The result is that the assembler may, thus, infer incorrect information, which then makes it harder to correctly assemble the genome. Note that, in this case, the repeat is shorter than length of the overlap between the reads, which I claimed earlier made the problem easier. If, however, the assembly algorithm does not attempt to compute the full alignment between the reads and just relies on the shared k-mers (as is the case for de Bruijn graph assemblers), the inferred overlaps will contain ambiguity that is not actually present in the data.
As a result, we want to use a longer k-mer:
Now the k-mer that is shared by reads A and B is no longer the same as the k-mer in read C, and only the true overlap is inferred by the assembler.

Bringing it all together

So, let's quickly summarize. We have figured out that in order to make sure we reduce false negatives (i.e., find most true overlaps), we need to use small k-mers, particularly if coverage is low or sequencing error is high. However, in order to reduce false positives due to repeats, we need to use large k-mers.
There is no good answer to how to resolve this trade-off. The most successful assemblers don't even try, rather use multiple k-mer sizes hoping that their complementary strengths will lead to the best of both worlds, reducing both false positives and false negatives simultaneously.
Most non-assembly analytical tools that use k-mers to analyze read sets, however, typically use a single k-mer size. In this case, carefully evaluating the trade-off between false positives and false negatives is important even if an assembly is never explicitly computed. The implicit overlaps between reads, even if not explicitly calculated by the tool, impact the estimation of abundances, thus the wrong choice for k may have negative downstream effects.

How about metagenomics

So far, the presentation has assumed that we are looking at sequencing reads from one genome. What if the reads come from many different genomes (which is the case in metagenomics applications), or even just the different haplotypes of a eukaryotic genome?
All the considerations described above still apply, with some caveats. Depending on what you are looking for, the genomes themselves can be viewed as repeats, for example if you are trying to figure out the different strains of E. coli found in a stool sample, or to characterize the parental alleles of a eukaryotic genome. The size of the "repeats" handled by the assembler is, thus, substantially larger than for single genomes/haplotypes, making assembly much harder. If you don't believe me, try to see how many "haplotype-resolved" genomes you can find in public databases.
The "error" rate that you must tolerate is also different in mixed samples, as you must now contend not just with experimental errors in the sequencing process, but also with strain variation within the sample. These two factors induce differences between reads that must be tolerated by the assembler and that are not easy to tell apart from each other.
Thus, for metagenomic or polyploid samples, you may have to use lower values for k in your analyses than you would when looking at single genomes. Better yet, perform multiple analyses with different values of k and compare the results.

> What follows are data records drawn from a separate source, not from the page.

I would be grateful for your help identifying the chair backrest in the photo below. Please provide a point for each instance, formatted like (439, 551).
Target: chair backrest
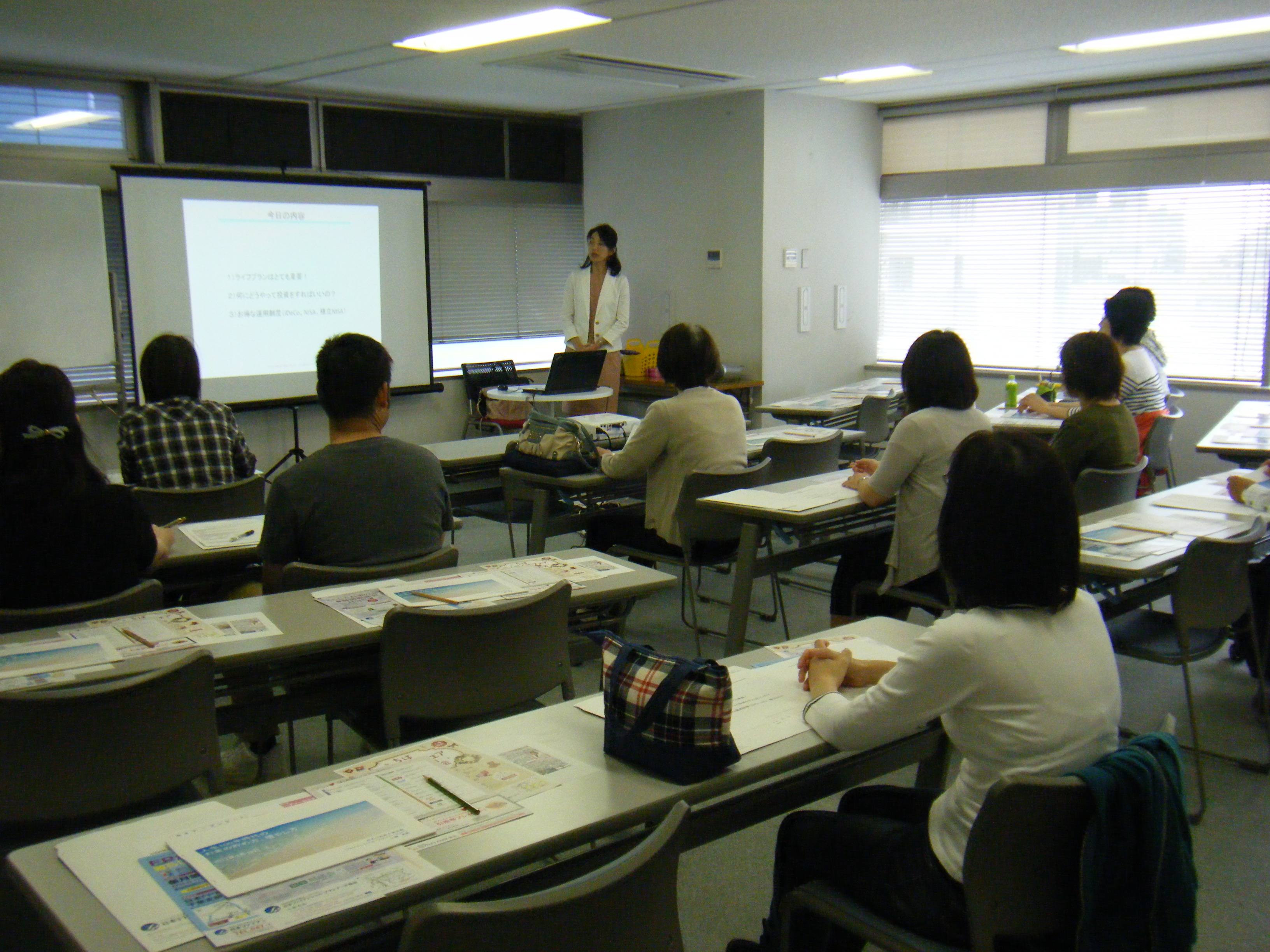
(229, 502)
(696, 523)
(307, 576)
(74, 752)
(806, 457)
(446, 664)
(874, 419)
(144, 597)
(1160, 441)
(1021, 870)
(489, 374)
(1098, 489)
(1211, 587)
(629, 904)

I hope that this page gives you a better idea for how k-mers are related to the information they can give you about the data contained in a set of reads, and the key factors that impact k-mer choice. When analyzing your own data, don't just copy the parameters used in other studies, but use the ideas described above to determine whether the key features of your data match those in these other studies, and adjust the analysis parameters accordingly.